Even small additional contributions to your account each month can make a big difference to the size of your super account.
There are two ways you can make extra contributions to your super: before tax and after tax.
Before tax (concessional contributions)
You can make extra contributions by ‘sacrificing’ some of your salary. The extra contributions go directly from your salary into your super, the same way your normal super guarantee contributions are paid by your employer.
Your take home pay will be less, however salary sacrificing will reduce your annual assessable income, so the potential tax benefits are worth considering. Your concessional super contributions are taxed at 15%. If your income tax rate is higher than 15%, then you will save money on tax.
You should seek financial advice about whether salary sacrifice is right for you. Also check that your employer will continue to calculate their SG contribution and your other entitlements on your pre-sacrifice salary.
After-tax (non-concessional contributions)
You can make extra contributions in lump sums from your normal take home pay. This is not taxed as you’ve already paid the tax on your income. You just need to ensure that:
You meet the work test requirements:
If you are over age 67, you will need to meet the governments work test requirements. See the ATO website.
You haven't gone above the Contribution Cap:
There are annual limits on the amount of after-tax contributions you can make into your super account each financial year. The non-concessional contribution cap is $110,000 for the 2021-22 financial year.
See How Super is Taxed.
Your super contributions are counted from the date the payment is allocated to your super account and not when the payment is sent. If you are making a contribution before the end of the financial year, you need to allow enough time for your contribution to be received and allocated to your super account.
Government top-up for low income earners
If you earn less than $56,112 p.a. and make a personal contribution into your super, you may be eligible for the Government co-contribution and receive up to $500 extra into your super each year. For eligibility criteria, see the ATO website.
Tax offset for couples
There may be times during your working life where your partner may work part-time, take time off to raise children, study, look after others or recover from an illness. This can impact their super savings, leaving them less in retirement.

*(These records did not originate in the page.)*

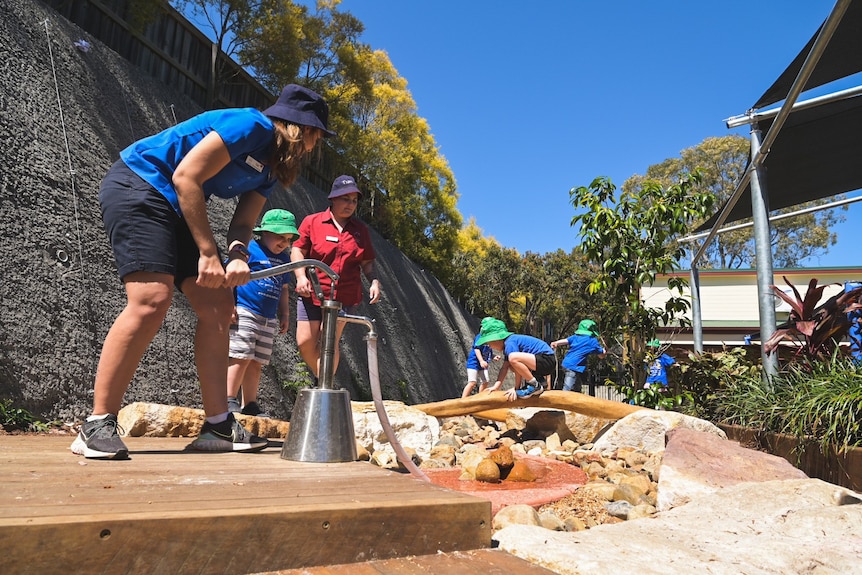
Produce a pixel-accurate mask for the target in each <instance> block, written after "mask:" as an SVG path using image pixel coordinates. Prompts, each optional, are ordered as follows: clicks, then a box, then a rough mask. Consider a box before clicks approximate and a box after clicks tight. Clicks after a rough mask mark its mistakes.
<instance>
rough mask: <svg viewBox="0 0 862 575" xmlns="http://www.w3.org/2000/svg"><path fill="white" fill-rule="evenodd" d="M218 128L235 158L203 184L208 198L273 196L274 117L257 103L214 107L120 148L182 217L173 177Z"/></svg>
mask: <svg viewBox="0 0 862 575" xmlns="http://www.w3.org/2000/svg"><path fill="white" fill-rule="evenodd" d="M213 131H214V132H216V133H218V135H219V136H220V137H221V139H222V142H224V145H225V146H226V147H227V149H228V153H229V154H230V159H231V161H230V162H229V163H228V164H227V165H226V166H225V167H224V168H222V169H221V171H219V172H218V173H217V174H216V175H214V176H213V177H211V178H210V179H209V180H207V181H205V182H204V184H203V190H204V197H205V198H206V199H209V197H210V196H213V195H214V196H217V197H219V198H233V197H236V196H239V195H242V194H244V193H246V192H250V191H257V192H258V193H260V194H261V195H262V196H264V197H269V195H270V194H271V193H272V189H273V187H274V186H275V183H276V180H275V179H274V178H273V177H272V173H271V171H270V169H269V167H268V166H267V165H266V162H267V161H268V160H269V156H270V154H271V152H272V145H273V134H274V132H273V126H272V121H271V120H270V119H269V118H268V117H266V116H265V115H264V114H263V113H262V112H260V111H259V110H256V109H254V108H229V109H226V110H212V111H210V112H204V113H202V114H198V115H197V116H194V117H192V118H189V119H188V120H186V121H185V122H180V123H179V124H177V125H176V126H173V127H171V128H168V129H166V130H163V131H161V132H159V133H158V134H155V135H152V136H149V137H146V138H143V139H141V140H138V141H137V142H135V143H133V144H132V145H130V146H129V147H128V148H126V149H125V150H123V151H122V152H120V158H121V159H122V160H123V162H125V164H126V165H127V166H129V168H131V170H132V171H133V172H135V173H136V174H138V175H139V176H141V178H143V179H144V180H145V181H146V182H147V183H149V184H150V185H151V186H153V187H154V188H155V189H156V190H157V191H158V192H159V193H160V194H162V195H163V196H164V197H165V198H167V200H168V201H169V202H170V203H171V205H172V206H173V208H174V210H176V212H177V214H179V215H180V216H182V211H181V210H180V203H179V200H178V199H177V192H176V190H175V189H174V186H173V183H172V182H171V178H172V177H173V174H174V170H176V168H177V166H178V165H179V163H180V162H181V161H182V160H183V158H185V157H186V154H188V153H189V151H190V150H191V149H192V148H193V147H194V146H195V145H196V144H198V143H199V142H200V141H201V140H203V139H204V136H206V135H207V134H209V133H210V132H213Z"/></svg>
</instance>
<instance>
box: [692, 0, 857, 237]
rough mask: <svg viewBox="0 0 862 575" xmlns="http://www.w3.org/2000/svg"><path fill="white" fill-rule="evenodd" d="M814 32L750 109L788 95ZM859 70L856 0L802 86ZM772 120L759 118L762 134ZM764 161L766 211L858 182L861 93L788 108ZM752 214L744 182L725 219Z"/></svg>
mask: <svg viewBox="0 0 862 575" xmlns="http://www.w3.org/2000/svg"><path fill="white" fill-rule="evenodd" d="M821 27H822V26H821ZM818 32H819V30H818ZM816 38H817V34H815V35H814V37H812V39H811V40H810V41H809V42H808V44H807V45H806V46H805V48H804V49H803V50H802V52H800V53H799V55H798V56H797V57H796V59H795V60H794V61H793V62H792V63H791V64H790V66H789V67H788V68H787V69H786V70H785V71H784V73H783V74H781V76H780V77H779V78H778V80H776V81H775V83H774V84H773V85H772V86H770V88H769V89H768V90H767V91H766V92H765V93H764V94H763V96H761V97H760V99H759V100H758V102H757V104H756V105H755V107H754V109H759V108H760V107H762V106H765V105H768V104H773V103H775V102H777V101H779V100H782V99H784V98H786V97H787V94H788V92H789V90H790V87H791V85H792V84H793V82H794V80H795V79H796V77H797V75H798V73H799V70H800V68H801V67H802V63H803V61H804V60H805V58H806V57H807V55H808V52H809V51H810V49H811V46H812V44H813V43H814V40H815V39H816ZM860 71H862V0H855V1H854V2H851V3H850V5H849V6H848V8H847V10H846V11H845V13H844V16H843V17H842V19H841V22H840V23H839V24H838V27H837V28H836V30H835V32H834V34H833V36H832V38H831V39H830V41H829V43H828V45H827V46H826V49H825V50H824V52H823V54H822V55H821V57H820V60H819V61H818V62H817V65H816V66H815V68H814V70H813V72H812V74H811V77H810V78H809V80H808V82H807V83H806V85H805V88H804V89H805V90H809V89H812V88H816V87H818V86H821V85H823V84H827V83H829V82H832V81H834V80H838V79H840V78H843V77H846V76H849V75H852V74H855V73H857V72H860ZM773 120H774V117H773V118H771V119H769V120H762V121H760V122H759V126H760V129H761V131H762V134H763V135H764V136H765V135H766V133H767V132H768V131H769V128H770V127H771V126H772V122H773ZM763 166H764V168H765V179H764V182H765V188H766V191H767V193H768V201H769V210H770V211H772V210H778V209H782V208H787V207H791V206H796V205H799V204H802V203H805V202H809V201H812V200H818V199H821V198H826V197H830V196H834V195H836V194H842V193H845V192H850V191H853V190H857V189H860V188H862V97H860V96H857V97H853V98H849V99H846V100H839V101H835V102H831V103H828V104H823V105H820V106H817V107H813V108H809V109H805V110H798V111H795V112H793V113H791V114H790V115H789V116H788V118H787V121H786V122H785V123H784V125H783V126H782V127H781V131H780V132H779V134H778V136H777V138H776V139H775V142H774V143H773V145H772V148H771V150H769V155H768V156H767V157H766V160H765V162H764V164H763ZM722 209H724V205H722V206H720V207H719V208H718V209H717V210H716V212H715V215H713V216H712V217H711V218H710V219H709V220H707V221H706V222H704V223H703V225H701V226H700V227H699V228H698V229H697V232H701V231H705V230H710V229H712V227H713V226H714V225H715V222H716V221H717V220H718V216H719V214H720V213H721V211H722ZM751 215H752V212H751V186H750V185H749V186H748V187H746V189H745V191H744V192H743V194H742V195H741V196H740V198H739V200H738V201H737V202H736V205H735V206H734V207H733V209H732V211H731V212H730V214H729V216H728V217H727V219H726V220H725V222H724V223H725V224H729V223H732V222H736V221H739V220H743V219H746V218H750V217H751Z"/></svg>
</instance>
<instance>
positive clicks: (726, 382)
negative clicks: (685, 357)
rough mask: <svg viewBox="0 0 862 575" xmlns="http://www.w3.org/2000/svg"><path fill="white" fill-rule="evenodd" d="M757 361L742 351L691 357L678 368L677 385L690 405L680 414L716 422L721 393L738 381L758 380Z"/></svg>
mask: <svg viewBox="0 0 862 575" xmlns="http://www.w3.org/2000/svg"><path fill="white" fill-rule="evenodd" d="M759 358H760V356H759V354H754V352H753V350H749V349H745V348H741V347H735V348H732V349H730V350H728V351H722V352H717V353H700V354H695V353H690V354H689V355H688V360H687V361H685V362H681V363H680V364H679V373H680V377H679V383H678V385H679V387H680V389H683V390H685V391H686V392H687V393H688V394H690V397H691V402H689V403H686V404H684V405H683V406H681V407H682V409H680V411H682V412H683V413H686V414H687V415H691V416H694V417H699V418H701V419H707V420H713V421H715V420H717V419H718V414H717V412H718V409H719V405H720V401H719V399H720V397H721V393H722V391H723V390H724V389H725V388H726V387H727V386H728V385H730V383H732V382H733V381H735V380H737V379H739V378H747V377H760V369H759V367H758V366H757V362H758V361H759Z"/></svg>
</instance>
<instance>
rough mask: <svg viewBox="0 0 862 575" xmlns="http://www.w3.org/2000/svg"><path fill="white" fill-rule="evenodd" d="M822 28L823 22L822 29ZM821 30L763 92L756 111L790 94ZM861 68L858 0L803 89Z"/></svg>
mask: <svg viewBox="0 0 862 575" xmlns="http://www.w3.org/2000/svg"><path fill="white" fill-rule="evenodd" d="M822 27H823V26H822V25H821V26H820V28H822ZM819 33H820V29H819V28H818V29H817V33H815V34H814V36H812V37H811V40H809V41H808V44H806V45H805V48H803V49H802V51H801V52H799V55H798V56H796V58H795V59H794V60H793V62H791V64H790V65H789V66H788V67H787V69H786V70H785V71H784V73H782V74H781V76H779V77H778V79H777V80H776V81H775V83H774V84H772V86H770V87H769V89H768V90H766V92H764V93H763V95H762V96H761V97H760V99H759V100H758V101H757V103H756V104H755V105H754V109H755V110H757V109H760V108H763V107H764V106H769V105H770V104H774V103H776V102H780V101H781V100H783V99H784V98H786V97H787V93H788V92H789V91H790V87H791V86H792V85H793V81H794V80H796V76H798V75H799V70H801V69H802V63H803V62H804V61H805V58H806V57H808V53H809V52H810V51H811V47H812V46H813V45H814V40H816V39H817V34H819ZM860 71H862V2H860V1H859V0H855V1H854V2H851V3H850V5H849V6H848V7H847V10H846V11H845V12H844V16H843V17H842V18H841V22H840V23H839V24H838V28H836V29H835V32H834V33H833V34H832V38H830V39H829V44H828V45H827V46H826V49H825V50H824V51H823V54H822V55H821V56H820V60H818V62H817V66H815V67H814V71H813V72H812V73H811V76H810V77H809V78H808V81H807V82H806V83H805V86H804V87H803V88H802V91H803V92H804V91H806V90H811V89H812V88H817V87H818V86H823V85H824V84H828V83H829V82H834V81H835V80H839V79H841V78H846V77H847V76H852V75H853V74H856V73H857V72H860Z"/></svg>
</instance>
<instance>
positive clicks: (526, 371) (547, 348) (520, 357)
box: [476, 318, 557, 401]
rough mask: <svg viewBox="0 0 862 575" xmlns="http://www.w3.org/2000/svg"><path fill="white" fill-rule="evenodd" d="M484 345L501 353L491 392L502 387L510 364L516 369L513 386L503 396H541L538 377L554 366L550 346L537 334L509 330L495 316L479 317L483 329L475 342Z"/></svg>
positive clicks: (524, 396)
mask: <svg viewBox="0 0 862 575" xmlns="http://www.w3.org/2000/svg"><path fill="white" fill-rule="evenodd" d="M484 344H488V345H489V346H490V347H491V349H493V350H494V351H502V352H503V365H502V367H500V373H499V374H498V375H497V381H496V382H495V383H494V385H493V386H492V387H491V388H490V391H496V390H498V389H500V387H502V385H503V380H504V379H505V378H506V375H508V373H509V368H510V367H511V369H512V371H514V372H515V378H516V386H515V389H510V390H508V391H507V392H506V399H508V400H509V401H515V400H516V399H526V398H528V397H535V396H538V395H542V392H543V391H544V386H543V384H541V383H539V381H538V378H542V379H544V378H545V377H547V376H549V375H551V374H552V373H554V370H555V369H556V366H557V361H556V358H555V357H554V350H553V349H551V346H549V345H548V344H547V343H545V342H544V341H542V340H541V339H539V338H537V337H533V336H531V335H522V334H517V333H512V332H510V331H509V330H507V329H506V324H504V323H503V322H502V321H500V320H498V319H494V318H485V319H484V320H482V330H481V331H480V332H479V339H477V340H476V345H484ZM521 382H523V384H521Z"/></svg>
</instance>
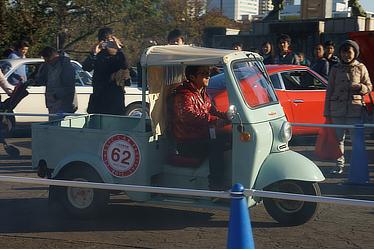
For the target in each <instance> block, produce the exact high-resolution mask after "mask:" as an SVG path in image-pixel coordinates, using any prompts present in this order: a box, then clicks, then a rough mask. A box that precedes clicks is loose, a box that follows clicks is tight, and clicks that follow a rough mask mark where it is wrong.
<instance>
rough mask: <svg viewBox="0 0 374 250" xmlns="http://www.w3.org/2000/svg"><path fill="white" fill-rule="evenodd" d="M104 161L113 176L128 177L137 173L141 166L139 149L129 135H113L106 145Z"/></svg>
mask: <svg viewBox="0 0 374 250" xmlns="http://www.w3.org/2000/svg"><path fill="white" fill-rule="evenodd" d="M102 159H103V162H104V165H105V166H106V168H107V169H108V170H109V172H110V173H111V174H112V175H114V176H117V177H128V176H130V175H132V174H133V173H135V172H136V170H137V169H138V167H139V165H140V151H139V147H138V145H137V144H136V143H135V141H134V140H133V139H132V138H131V137H129V136H127V135H121V134H118V135H113V136H112V137H110V138H109V139H108V140H107V141H106V142H105V143H104V147H103V150H102Z"/></svg>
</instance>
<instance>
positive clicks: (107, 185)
mask: <svg viewBox="0 0 374 250" xmlns="http://www.w3.org/2000/svg"><path fill="white" fill-rule="evenodd" d="M0 181H2V182H13V183H14V182H15V183H27V184H39V185H46V186H63V187H78V188H95V189H104V190H121V191H129V192H147V193H158V194H173V195H187V196H199V197H210V198H222V199H229V198H230V197H231V196H230V191H231V190H228V191H209V190H195V189H183V188H167V187H150V186H141V185H124V184H110V183H96V182H82V181H68V180H52V179H39V178H28V177H13V176H0ZM244 195H245V196H247V197H248V196H255V197H264V198H274V199H285V200H297V201H306V202H319V203H330V204H339V205H346V206H361V207H372V208H374V201H369V200H355V199H346V198H337V197H325V196H313V195H304V194H292V193H280V192H272V191H262V190H254V189H245V190H244Z"/></svg>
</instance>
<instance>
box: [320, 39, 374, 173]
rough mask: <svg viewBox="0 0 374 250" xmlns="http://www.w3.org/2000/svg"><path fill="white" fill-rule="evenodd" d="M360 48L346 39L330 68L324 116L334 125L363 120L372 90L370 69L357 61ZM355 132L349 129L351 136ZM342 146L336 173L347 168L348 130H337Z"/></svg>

Could you split some of your super contributions to your partner's super account?
If your partner is on a low income or no income and you make a contribution to their super, not only will you help grow their super but you can claim a tax offset of up to $540. See if you are eligible:
- Both you and your spouse are Australian residents when you made the contribution.
- A spouse can be of any sex and include de facto relationships.
- You and your spouse are not living separately or apart on a permanent basis when you made the contributions.
- Contributions were not tax deductible.
- The contributions need to be made to a complying fund (like REI Super) during the same financial year as claiming the offset.
- Your spouse’s assessable income total reportable fringe benefits and employer superannuation contributions are less than $41,112.
- Your spouse does not have a super balance of $1.6 million or more.
Spouse contributions are classed as non-concessional contributions and tax rules apply. To set up a spouse contribution you need to complete the Contribution splitting with spouse form.
Tax rules, including the contribution caps and other figures shown here are subject to change from year to year due to changes in legislation or annual indexation. For up to date information about the contribution caps and other figures, go to www.ato.gov.au.